Chadrick Blog

paper review: Explaining and Harnessing Adversarial Examples (FGSM adversarial attack)

paper link: https://arxiv.org/abs/1412.6572

This paper introduces Fast Gradient Signed Method(FGSM) adversarial attack along with some useful insights on why linearity of deep learning networks would allow such attacks.

The FGSM method is regarded as the method introduced after using L-BGFS method to generate adversarial samples. These two share similar ideas on how to generate adversarial samples but their methods do differ. This paper mentions that the L-BGFS method has disadvantages in terms of optimization time/computation cost.

So instead, this paper proposes FGSM which is much easier and faster to implement. The idea is simple. Obtaining gradients using back propagation against pretty much any variable against the loss functions is a basic part of deep learning training process. So why not just find the gradients of the input against the loss function and add perturbation along that gradient’s direction? Though this simple approach we can effectively disrupt the correct classification logits.
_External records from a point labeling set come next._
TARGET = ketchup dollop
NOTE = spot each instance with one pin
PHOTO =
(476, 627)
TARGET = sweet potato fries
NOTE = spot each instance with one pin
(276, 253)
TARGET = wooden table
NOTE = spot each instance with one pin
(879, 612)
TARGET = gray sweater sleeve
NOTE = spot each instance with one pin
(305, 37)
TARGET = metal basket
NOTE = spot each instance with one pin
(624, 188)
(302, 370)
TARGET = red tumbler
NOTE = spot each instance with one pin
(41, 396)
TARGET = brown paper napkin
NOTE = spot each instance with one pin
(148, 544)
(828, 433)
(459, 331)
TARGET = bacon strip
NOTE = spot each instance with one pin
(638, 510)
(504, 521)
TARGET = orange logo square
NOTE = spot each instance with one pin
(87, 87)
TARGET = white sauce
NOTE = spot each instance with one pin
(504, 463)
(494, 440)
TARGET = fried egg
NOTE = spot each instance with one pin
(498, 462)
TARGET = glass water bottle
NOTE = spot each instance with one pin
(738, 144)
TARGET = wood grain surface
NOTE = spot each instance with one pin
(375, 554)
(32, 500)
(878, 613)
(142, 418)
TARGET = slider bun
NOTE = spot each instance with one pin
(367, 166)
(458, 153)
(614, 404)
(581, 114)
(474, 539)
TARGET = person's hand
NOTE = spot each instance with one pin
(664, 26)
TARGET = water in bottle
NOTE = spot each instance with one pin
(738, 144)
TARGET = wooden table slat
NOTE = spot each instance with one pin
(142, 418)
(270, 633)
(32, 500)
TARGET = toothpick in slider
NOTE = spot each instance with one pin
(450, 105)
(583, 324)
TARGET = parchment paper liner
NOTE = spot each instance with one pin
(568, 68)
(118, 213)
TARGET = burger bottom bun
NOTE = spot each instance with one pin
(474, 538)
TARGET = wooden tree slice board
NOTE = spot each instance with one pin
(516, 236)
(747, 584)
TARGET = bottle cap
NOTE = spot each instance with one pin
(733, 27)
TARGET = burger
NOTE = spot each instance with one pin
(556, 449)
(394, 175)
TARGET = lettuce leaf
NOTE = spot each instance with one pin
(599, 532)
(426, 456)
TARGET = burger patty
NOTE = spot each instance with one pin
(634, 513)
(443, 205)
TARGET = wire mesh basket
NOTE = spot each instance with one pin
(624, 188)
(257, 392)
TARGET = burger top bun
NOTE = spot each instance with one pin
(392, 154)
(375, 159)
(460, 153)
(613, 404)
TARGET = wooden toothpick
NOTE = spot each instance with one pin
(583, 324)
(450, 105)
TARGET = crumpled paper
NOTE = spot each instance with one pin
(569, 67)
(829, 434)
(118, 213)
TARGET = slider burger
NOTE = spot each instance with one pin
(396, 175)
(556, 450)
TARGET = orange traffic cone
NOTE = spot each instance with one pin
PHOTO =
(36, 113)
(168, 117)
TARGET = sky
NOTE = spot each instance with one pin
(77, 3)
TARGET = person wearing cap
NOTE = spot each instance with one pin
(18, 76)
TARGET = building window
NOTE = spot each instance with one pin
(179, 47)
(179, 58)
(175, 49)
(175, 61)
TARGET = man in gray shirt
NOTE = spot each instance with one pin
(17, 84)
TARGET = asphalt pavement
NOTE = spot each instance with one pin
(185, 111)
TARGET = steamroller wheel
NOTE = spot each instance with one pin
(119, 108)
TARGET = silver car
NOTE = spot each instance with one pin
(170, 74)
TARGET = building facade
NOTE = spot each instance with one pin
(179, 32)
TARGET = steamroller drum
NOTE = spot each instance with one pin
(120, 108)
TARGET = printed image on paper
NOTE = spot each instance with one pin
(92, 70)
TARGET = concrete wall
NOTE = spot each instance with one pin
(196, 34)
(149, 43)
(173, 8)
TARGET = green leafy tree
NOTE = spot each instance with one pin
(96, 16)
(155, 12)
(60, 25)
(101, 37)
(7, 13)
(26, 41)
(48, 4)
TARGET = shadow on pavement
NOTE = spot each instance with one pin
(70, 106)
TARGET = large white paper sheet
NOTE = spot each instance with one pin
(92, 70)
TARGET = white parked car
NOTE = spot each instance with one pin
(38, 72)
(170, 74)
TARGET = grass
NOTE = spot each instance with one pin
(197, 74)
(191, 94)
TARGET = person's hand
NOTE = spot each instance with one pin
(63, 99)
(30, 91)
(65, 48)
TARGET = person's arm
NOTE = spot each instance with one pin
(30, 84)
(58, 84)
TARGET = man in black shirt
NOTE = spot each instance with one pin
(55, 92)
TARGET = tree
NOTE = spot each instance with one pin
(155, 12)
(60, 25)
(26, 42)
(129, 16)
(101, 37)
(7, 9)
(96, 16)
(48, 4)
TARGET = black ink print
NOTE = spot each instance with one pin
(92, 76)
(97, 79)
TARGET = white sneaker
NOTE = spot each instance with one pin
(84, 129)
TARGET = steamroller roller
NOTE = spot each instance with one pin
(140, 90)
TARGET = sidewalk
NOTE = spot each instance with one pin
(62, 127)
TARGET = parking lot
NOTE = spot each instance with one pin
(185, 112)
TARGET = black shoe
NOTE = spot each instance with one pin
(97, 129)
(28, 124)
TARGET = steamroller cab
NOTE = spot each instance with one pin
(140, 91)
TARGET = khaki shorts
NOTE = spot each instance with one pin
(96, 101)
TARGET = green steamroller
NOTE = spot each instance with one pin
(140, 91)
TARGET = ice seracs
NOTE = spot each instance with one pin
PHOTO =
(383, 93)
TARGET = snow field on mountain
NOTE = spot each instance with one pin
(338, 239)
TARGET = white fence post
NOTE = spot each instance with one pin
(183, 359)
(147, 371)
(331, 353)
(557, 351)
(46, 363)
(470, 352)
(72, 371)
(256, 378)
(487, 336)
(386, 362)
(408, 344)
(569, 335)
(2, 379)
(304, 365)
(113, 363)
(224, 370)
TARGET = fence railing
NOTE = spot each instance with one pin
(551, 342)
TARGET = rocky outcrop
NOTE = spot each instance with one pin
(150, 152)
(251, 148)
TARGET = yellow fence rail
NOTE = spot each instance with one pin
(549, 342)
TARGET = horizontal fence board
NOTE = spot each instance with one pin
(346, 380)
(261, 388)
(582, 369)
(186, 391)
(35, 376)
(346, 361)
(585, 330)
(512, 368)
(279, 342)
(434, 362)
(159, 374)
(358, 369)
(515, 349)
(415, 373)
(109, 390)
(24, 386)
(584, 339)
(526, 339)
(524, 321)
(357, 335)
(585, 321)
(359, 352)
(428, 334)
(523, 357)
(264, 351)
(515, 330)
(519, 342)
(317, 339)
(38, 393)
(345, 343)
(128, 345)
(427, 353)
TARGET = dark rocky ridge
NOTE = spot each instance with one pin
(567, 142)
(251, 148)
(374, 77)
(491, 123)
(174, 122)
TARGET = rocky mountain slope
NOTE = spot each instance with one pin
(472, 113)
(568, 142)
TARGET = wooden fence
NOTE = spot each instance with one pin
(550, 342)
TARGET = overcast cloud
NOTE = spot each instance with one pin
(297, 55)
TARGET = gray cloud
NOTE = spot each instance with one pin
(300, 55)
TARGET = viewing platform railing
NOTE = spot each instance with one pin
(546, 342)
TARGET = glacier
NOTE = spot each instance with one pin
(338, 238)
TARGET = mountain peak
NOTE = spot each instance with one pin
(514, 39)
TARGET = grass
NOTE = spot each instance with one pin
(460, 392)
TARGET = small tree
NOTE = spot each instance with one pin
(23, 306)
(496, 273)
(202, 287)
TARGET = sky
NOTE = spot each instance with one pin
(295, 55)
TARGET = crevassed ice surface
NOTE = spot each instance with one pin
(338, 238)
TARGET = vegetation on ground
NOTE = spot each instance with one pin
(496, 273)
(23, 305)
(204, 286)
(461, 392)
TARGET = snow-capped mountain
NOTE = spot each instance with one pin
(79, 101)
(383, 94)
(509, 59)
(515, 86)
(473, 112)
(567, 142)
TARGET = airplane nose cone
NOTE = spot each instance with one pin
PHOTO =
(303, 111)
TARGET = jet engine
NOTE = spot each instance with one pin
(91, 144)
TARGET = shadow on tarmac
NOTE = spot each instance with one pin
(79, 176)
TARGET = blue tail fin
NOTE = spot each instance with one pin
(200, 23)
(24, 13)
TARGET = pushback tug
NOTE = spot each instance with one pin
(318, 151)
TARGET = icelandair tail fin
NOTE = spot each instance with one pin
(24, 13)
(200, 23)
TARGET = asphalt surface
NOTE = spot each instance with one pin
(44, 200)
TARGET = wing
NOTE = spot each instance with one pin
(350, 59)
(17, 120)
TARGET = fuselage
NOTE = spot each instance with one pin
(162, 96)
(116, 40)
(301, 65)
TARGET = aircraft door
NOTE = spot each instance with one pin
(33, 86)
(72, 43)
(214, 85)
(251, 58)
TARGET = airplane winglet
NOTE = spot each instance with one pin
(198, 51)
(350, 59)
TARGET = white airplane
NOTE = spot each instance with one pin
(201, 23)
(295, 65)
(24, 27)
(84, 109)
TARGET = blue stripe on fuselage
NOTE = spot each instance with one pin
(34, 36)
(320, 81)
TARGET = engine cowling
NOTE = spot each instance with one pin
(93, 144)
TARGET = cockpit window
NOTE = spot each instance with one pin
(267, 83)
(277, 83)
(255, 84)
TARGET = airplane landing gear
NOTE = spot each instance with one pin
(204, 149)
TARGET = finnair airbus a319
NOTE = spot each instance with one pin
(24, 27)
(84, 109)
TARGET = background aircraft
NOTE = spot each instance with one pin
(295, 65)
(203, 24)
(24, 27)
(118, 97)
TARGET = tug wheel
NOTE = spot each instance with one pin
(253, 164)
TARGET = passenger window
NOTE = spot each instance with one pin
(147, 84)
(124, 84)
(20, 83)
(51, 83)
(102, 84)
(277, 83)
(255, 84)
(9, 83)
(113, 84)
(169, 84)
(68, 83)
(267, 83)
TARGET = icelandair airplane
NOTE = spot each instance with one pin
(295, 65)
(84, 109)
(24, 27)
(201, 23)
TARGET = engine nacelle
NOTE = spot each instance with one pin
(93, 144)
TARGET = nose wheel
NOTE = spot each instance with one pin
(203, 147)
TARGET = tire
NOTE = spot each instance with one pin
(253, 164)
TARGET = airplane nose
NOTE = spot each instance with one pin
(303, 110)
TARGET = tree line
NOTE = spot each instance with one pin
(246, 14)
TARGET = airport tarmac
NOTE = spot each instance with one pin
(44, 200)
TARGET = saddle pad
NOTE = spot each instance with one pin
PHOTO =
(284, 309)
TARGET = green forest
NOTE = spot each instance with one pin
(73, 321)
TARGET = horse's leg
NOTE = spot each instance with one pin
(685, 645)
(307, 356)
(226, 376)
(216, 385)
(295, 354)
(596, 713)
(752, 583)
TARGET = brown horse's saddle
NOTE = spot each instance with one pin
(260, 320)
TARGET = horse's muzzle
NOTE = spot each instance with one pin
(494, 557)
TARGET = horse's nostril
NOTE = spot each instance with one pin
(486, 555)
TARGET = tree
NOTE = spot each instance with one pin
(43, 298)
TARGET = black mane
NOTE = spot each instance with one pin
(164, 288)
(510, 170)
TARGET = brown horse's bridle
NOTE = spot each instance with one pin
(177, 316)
The idea is simple and easy to implement. Here is a tensorflow tutorial: https://www.tensorflow.org/tutorials/generative/adversarial_fgsm

The authors note than when training with adversarial samples, it was important to increase the capacity of the network. In other words, increase the number of node in each layer to accommodate for the extra calculations to cope with adversarial samples.

Another section of the paper describes on why such small perturbations generated either by FGSM or L-BGFS method could cause such catastrophic results. The authors suggest that the too much linearity of the deep learning models when using linear activations result in such behavior. If the activation functions were nonlinear, then such adversarial attacks would have been less effective. Through experimenting through different network structures with the same training dataset, the authors also explain the discovery that they all seem to show similar behavior to adversarial samples generated from one of the models. This discovery suggest that the linearity of these network structure is the cause of the common vulnerability to the same adversarial samples.

Here is the list of conclusions from the paper which is a superb summary of the paper:

  • Adversarial examples can be explained as a property of high-dimensional dot products.
  • They are a result of models being too linear, rather than too nonlinear.
  • The generalization of adversarial examples across different models can be explained as a result of adversarial perturbations being highly aligned with the weight vectors of a model, and different models learning similar functions when trained to perform the same task.
  • The direction of perturbation, rather than the specific point in space, matters most. Space is not full of pockets of adversarial examples that finely tile the reals like the rational numbers.
  • Because it is the direction that matters most, adversarial perturbations generalize across different clean examples.
  • We have introduced a family of fast methods for generating adversarial examples.
  • We have demonstrated that adversarial training can result in regularization; even further regularization than dropout.
  • We have run control experiments that failed to reproduce this effect with simpler but less efficient regularizers including L1 weight decay and adding noise.
  • Models that are easy to optimize are easy to perturb.
  • Linear models lack the capacity to resist adversarial perturbation; only structures with a hidden layer (where the universal approximator theorem applies) should be trained to resist adversarial perturbation.
  • RBF networks are resistant to adversarial examples.
  • Models trained to model the input distribution are not resistant to adversarial examples.
  • Ensembles are not resistant to adversarial examples.
  • Rubbish class examples are ubiquitous and easily generated.
  • Shallow linear models are not resistant to rubbish class examples
  • RBF networks are resistant to rubbish class examples.

Personally, after trying out both L-BGFS and FGSM method, FGSM is much more easier and merrier to work with. It’s much easier to implement and personally, I think it generates adversarial examples faster with less iterations on changing epsilon value.